Banking fees are becoming more common. Mellody tells you what to watch for and how to stay informed of new fees.
I was recently charged a monthly service fee for what I thought was a free checking account because I used a teller at my bank to deposit a check. How do I find out about new fees and how do I avoid them? – Wanda, Atlanta, GA
Unfortunately this situation is going to become more and more common as banking institutions try to find creative ways to cover their losses from swipe-fee regulations and opt-in overdrafts rules. These aren’t small numbers. The losses from swipe fees, the seemingly insignificant charges that card-issuers charge merchants for processing credit card and debit transactions, is in the neighborhood of $6B according to industry estimates. And the losses from opt-in overdraft rules are even higher at $7.6B from their peak in 2009. With these kinds of numbers jumping off the balance sheet you can be sure that some existing fees will be raised and new fees will be created. A recent article in The Wall Street Journal even called this “the beginning of the onslaught”.

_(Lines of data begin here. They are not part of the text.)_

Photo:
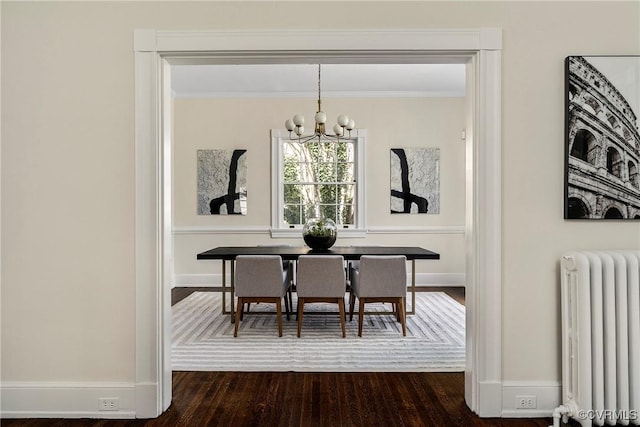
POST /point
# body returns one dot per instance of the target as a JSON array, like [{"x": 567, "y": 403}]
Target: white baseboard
[
  {"x": 422, "y": 279},
  {"x": 548, "y": 396},
  {"x": 65, "y": 400}
]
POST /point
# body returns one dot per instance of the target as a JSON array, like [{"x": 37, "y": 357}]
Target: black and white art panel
[
  {"x": 222, "y": 182},
  {"x": 602, "y": 157},
  {"x": 415, "y": 180}
]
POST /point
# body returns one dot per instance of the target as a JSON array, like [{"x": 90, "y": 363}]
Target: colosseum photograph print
[{"x": 602, "y": 161}]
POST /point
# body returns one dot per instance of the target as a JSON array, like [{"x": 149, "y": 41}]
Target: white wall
[
  {"x": 390, "y": 123},
  {"x": 67, "y": 180}
]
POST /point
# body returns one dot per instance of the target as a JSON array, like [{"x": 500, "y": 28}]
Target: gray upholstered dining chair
[
  {"x": 320, "y": 278},
  {"x": 379, "y": 279},
  {"x": 261, "y": 278}
]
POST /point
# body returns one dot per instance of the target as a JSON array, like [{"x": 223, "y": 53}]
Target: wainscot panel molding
[
  {"x": 431, "y": 229},
  {"x": 422, "y": 279},
  {"x": 66, "y": 400},
  {"x": 548, "y": 396}
]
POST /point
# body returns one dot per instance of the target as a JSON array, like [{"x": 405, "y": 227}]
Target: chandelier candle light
[{"x": 296, "y": 125}]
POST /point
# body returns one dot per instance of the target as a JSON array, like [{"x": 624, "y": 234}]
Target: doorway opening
[{"x": 157, "y": 51}]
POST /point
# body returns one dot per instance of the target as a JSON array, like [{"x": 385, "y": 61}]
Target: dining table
[{"x": 228, "y": 254}]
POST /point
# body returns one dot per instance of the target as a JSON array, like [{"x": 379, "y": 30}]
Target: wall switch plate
[
  {"x": 526, "y": 402},
  {"x": 109, "y": 403}
]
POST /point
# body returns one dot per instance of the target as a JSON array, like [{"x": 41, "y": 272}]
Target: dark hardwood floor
[{"x": 308, "y": 399}]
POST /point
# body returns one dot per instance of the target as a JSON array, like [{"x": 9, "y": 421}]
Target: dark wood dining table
[{"x": 349, "y": 253}]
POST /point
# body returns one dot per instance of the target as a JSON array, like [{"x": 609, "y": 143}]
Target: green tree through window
[{"x": 319, "y": 181}]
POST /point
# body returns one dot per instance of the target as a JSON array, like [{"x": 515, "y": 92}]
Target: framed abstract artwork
[
  {"x": 222, "y": 182},
  {"x": 415, "y": 180},
  {"x": 602, "y": 143}
]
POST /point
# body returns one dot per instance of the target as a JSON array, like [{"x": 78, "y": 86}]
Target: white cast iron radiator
[{"x": 600, "y": 297}]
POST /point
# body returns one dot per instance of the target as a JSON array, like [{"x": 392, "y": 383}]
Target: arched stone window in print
[
  {"x": 593, "y": 105},
  {"x": 584, "y": 146},
  {"x": 577, "y": 209},
  {"x": 633, "y": 175},
  {"x": 614, "y": 162},
  {"x": 612, "y": 121},
  {"x": 602, "y": 145},
  {"x": 613, "y": 213}
]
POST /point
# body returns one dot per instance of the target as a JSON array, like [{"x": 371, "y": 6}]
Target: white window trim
[{"x": 278, "y": 230}]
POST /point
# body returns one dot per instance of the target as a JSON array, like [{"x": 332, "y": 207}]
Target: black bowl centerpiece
[{"x": 320, "y": 233}]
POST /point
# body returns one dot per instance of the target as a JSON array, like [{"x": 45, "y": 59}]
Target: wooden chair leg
[
  {"x": 360, "y": 316},
  {"x": 403, "y": 316},
  {"x": 300, "y": 314},
  {"x": 342, "y": 316},
  {"x": 279, "y": 314},
  {"x": 286, "y": 306},
  {"x": 238, "y": 316},
  {"x": 352, "y": 302}
]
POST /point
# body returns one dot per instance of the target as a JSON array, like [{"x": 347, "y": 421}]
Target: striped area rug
[{"x": 202, "y": 338}]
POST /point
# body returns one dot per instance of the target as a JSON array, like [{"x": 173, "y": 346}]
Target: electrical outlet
[
  {"x": 109, "y": 403},
  {"x": 526, "y": 402}
]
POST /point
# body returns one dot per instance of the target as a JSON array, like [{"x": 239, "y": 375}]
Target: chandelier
[{"x": 295, "y": 126}]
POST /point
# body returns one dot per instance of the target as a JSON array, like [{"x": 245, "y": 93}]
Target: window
[{"x": 317, "y": 179}]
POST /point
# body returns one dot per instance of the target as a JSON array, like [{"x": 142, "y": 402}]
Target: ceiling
[{"x": 301, "y": 80}]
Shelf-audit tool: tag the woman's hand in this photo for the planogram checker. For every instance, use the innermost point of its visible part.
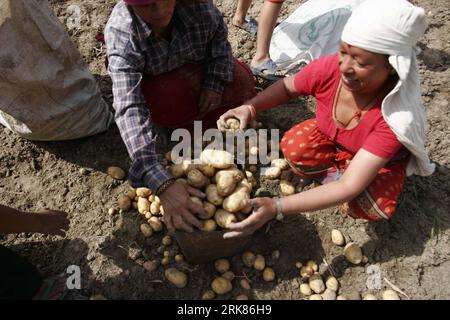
(242, 113)
(179, 210)
(263, 210)
(209, 100)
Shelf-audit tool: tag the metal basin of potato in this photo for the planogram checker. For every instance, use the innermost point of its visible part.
(201, 247)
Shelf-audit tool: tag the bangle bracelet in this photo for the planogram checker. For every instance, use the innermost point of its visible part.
(164, 186)
(280, 214)
(252, 111)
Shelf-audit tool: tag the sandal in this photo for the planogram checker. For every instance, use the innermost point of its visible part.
(268, 71)
(53, 288)
(250, 26)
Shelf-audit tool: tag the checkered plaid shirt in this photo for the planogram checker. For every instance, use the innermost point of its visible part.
(199, 34)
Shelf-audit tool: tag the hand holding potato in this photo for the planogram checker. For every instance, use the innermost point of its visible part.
(242, 113)
(179, 209)
(263, 210)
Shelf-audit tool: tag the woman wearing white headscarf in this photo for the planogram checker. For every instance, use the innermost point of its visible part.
(369, 130)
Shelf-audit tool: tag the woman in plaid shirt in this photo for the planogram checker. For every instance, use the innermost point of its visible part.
(171, 64)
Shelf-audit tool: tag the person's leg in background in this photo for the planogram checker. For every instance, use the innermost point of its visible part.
(241, 12)
(266, 23)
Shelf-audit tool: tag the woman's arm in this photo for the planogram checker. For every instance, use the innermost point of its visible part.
(360, 173)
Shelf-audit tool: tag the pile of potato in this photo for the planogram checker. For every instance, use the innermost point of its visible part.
(147, 204)
(314, 287)
(226, 187)
(223, 283)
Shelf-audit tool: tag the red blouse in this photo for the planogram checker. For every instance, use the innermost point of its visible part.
(321, 79)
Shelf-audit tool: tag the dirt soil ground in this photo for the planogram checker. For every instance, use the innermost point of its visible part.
(411, 251)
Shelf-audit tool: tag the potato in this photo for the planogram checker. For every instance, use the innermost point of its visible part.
(155, 223)
(260, 262)
(131, 193)
(176, 277)
(271, 172)
(116, 173)
(168, 156)
(224, 218)
(165, 261)
(276, 254)
(143, 192)
(332, 284)
(248, 258)
(208, 295)
(150, 265)
(286, 188)
(178, 170)
(166, 241)
(306, 271)
(222, 265)
(390, 295)
(155, 207)
(353, 253)
(240, 216)
(196, 179)
(246, 210)
(244, 184)
(268, 274)
(316, 283)
(244, 284)
(143, 205)
(219, 159)
(233, 124)
(124, 202)
(182, 180)
(280, 163)
(329, 295)
(146, 230)
(208, 225)
(196, 200)
(305, 289)
(207, 170)
(226, 181)
(228, 275)
(313, 265)
(210, 209)
(337, 238)
(286, 175)
(236, 201)
(221, 285)
(213, 195)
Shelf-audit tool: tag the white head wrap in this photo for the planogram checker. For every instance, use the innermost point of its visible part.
(393, 27)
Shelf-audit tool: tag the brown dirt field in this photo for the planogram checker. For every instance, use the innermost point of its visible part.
(412, 250)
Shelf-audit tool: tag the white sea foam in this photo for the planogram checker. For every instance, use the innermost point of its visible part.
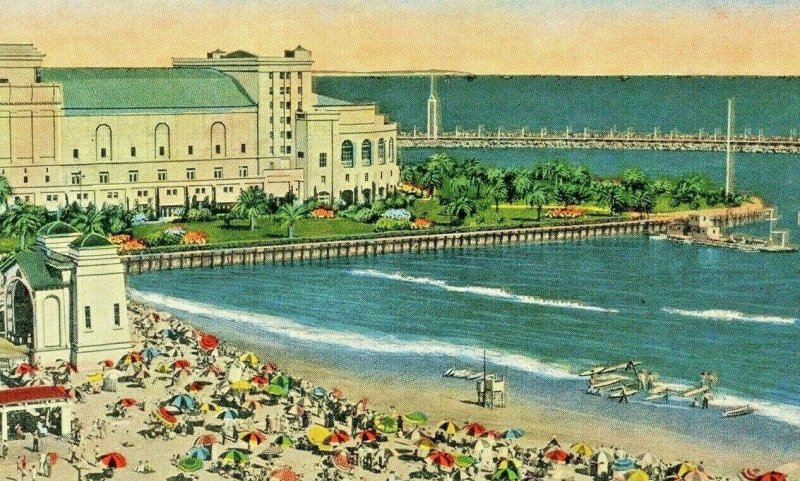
(482, 291)
(725, 315)
(383, 344)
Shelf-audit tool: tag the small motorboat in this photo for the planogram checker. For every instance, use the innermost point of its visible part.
(738, 411)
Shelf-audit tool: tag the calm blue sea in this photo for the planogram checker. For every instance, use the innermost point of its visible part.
(545, 312)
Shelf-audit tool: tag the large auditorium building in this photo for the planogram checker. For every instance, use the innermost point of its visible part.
(203, 129)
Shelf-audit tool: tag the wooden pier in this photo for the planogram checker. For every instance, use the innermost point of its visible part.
(323, 251)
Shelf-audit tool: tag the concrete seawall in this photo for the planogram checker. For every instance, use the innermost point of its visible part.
(320, 251)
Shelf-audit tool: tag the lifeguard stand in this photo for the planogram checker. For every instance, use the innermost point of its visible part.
(492, 392)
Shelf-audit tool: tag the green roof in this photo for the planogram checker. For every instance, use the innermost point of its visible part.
(57, 228)
(90, 240)
(34, 267)
(96, 91)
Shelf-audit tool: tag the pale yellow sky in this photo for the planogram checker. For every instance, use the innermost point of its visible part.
(581, 37)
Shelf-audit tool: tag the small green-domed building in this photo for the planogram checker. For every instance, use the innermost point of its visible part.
(64, 297)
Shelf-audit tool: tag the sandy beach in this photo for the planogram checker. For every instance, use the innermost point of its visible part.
(126, 430)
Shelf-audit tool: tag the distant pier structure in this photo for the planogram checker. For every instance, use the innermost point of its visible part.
(434, 112)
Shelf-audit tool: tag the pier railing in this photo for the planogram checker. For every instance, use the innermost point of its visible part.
(610, 139)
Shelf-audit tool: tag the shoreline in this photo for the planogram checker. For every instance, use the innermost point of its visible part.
(443, 401)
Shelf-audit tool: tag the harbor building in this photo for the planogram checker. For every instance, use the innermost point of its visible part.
(64, 298)
(203, 129)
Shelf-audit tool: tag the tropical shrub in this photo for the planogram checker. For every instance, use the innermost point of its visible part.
(385, 224)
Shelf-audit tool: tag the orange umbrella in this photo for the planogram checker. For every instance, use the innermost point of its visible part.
(113, 460)
(284, 474)
(442, 459)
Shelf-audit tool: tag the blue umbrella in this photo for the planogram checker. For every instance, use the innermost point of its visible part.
(513, 433)
(184, 402)
(200, 452)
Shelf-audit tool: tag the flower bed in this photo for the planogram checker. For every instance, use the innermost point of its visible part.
(566, 212)
(322, 213)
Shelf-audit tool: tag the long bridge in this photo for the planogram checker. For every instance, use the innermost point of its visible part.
(594, 139)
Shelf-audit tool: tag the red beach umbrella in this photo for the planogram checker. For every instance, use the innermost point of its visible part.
(113, 460)
(208, 342)
(442, 459)
(474, 429)
(772, 476)
(206, 439)
(558, 455)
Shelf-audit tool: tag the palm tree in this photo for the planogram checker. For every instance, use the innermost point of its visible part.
(89, 220)
(538, 196)
(497, 192)
(290, 214)
(460, 208)
(23, 219)
(252, 204)
(5, 191)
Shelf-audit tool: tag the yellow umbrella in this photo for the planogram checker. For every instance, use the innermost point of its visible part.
(637, 475)
(241, 385)
(582, 449)
(249, 358)
(685, 468)
(317, 434)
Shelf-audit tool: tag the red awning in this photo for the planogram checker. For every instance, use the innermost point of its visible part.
(19, 395)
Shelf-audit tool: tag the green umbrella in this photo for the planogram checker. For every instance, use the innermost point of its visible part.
(464, 460)
(234, 456)
(416, 418)
(387, 424)
(190, 464)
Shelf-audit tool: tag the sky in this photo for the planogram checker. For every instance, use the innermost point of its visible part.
(568, 37)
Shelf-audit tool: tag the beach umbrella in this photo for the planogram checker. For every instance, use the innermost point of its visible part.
(415, 418)
(317, 434)
(200, 452)
(557, 455)
(623, 464)
(283, 441)
(254, 438)
(637, 475)
(698, 475)
(771, 476)
(113, 460)
(449, 427)
(164, 415)
(464, 460)
(387, 424)
(683, 468)
(367, 436)
(190, 464)
(474, 429)
(184, 402)
(207, 342)
(284, 474)
(234, 456)
(581, 448)
(227, 414)
(513, 433)
(249, 358)
(440, 459)
(206, 439)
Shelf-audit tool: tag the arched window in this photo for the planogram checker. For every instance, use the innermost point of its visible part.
(162, 141)
(366, 152)
(381, 151)
(218, 144)
(102, 141)
(347, 154)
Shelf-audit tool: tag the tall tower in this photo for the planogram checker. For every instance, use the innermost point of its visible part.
(729, 160)
(434, 112)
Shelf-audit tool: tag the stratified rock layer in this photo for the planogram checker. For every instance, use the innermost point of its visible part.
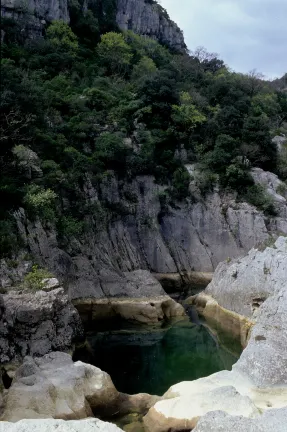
(89, 425)
(36, 323)
(256, 287)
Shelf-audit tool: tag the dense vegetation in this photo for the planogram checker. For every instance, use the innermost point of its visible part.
(88, 99)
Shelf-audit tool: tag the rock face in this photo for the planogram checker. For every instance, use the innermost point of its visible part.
(255, 286)
(55, 387)
(89, 425)
(243, 284)
(193, 237)
(148, 18)
(142, 17)
(220, 422)
(32, 15)
(36, 323)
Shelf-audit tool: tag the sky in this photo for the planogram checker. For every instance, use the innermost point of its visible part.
(247, 34)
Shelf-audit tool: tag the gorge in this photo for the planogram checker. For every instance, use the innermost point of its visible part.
(143, 225)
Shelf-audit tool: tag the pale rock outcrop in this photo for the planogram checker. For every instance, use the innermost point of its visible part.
(142, 17)
(182, 413)
(35, 323)
(193, 237)
(273, 420)
(54, 387)
(255, 287)
(32, 15)
(51, 425)
(148, 18)
(243, 284)
(12, 272)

So what are the fees that we should be keeping our eyes open for?
The absolute biggest fee change right now is the overdraft fee rate. While regulations state that customers need to opt-in for overdraft “protection” those same regulations don’t mandate the actual charge once an overdraft has been incurred. The average charge, according to a recent study, is now $30 per occurrence. That’s up $2.50 from last year and this increase translates into $2B a year more for consumers who overdraw on their accounts. And while this may be the fee that could take the biggest bite out of our accounts it is by no means the only one. Here are a few more:
- Wire Transfer fees for both incoming and outgoing transfers
- Check cashing fees for non-customers
- Account closing fees – Chase and PNC Bank already charge $25 to close some of their accounts and they probably won’t be alone on this for very long
- Monthly service fees – new account requirements can easily catch you off guard and could result in an $8-10 charge
- New minimum balance requirements
- Stop payment fee increases
- Card replacement fees – BoA charges $5 to replace your card and $20 if you need the rushed overnight service
- Out-of-network ATM fee hikes
- Paper check fee increases
How do we become informed of these fees before becoming victims to them?
The simple answer is that you’ll need to be vigilant. FDIC Consumer Protection Laws require financial institutions to provide prior notice in the event of a change in terms. Specifically the relevant law says that “a financial institution shall mail or deliver a written notice to the consumer, at least 21 days before the effective date, of any change in a term or condition required to be disclosed … if the change would result in increased fees for the consumer, or increased liability for the consumer.”
- Open and read every piece of mail your financial institution sends you to find out about changes beforehand.
- Go to your bank’s website to learn about rates, fees, terms, and conditions that are currently applicable. You may have to dig a little but the information will be available on their website.
If we decide that our bank has begun charging to many fees, and it is in our best interest to switch banks, what steps should we take?
A really, really great resource for just this situation was published by Consumer Reports non-profit arm – Consumer Union:
And here’s the gist of what they had to say:
- Once you’ve chosen a bank or credit union go ahead and open the new account before you close out your old one and deposit just enough to cover minimum balances and to avoid any fees. You’ll be able to quickly transfer funds electronically this way.
- List out your current automatic payments and deposits for each month and make sure that you have enough in the old account to cover any bills that are still associated with that account during the process of moving your money
- Have your employer change your direct deposit to your new account
- Reschedule automatic payments once you know the date that the direct deposit switch will take place. Direct deposits can take a pay cycle or two to go into effect.
- Leave a small balance in your old account for another month to cover any bills that you might have overlooked.
- Close out your old account and get written confirmation. Don’t for a moment think that just because you don’t have any money in the account that it will automatically be closed.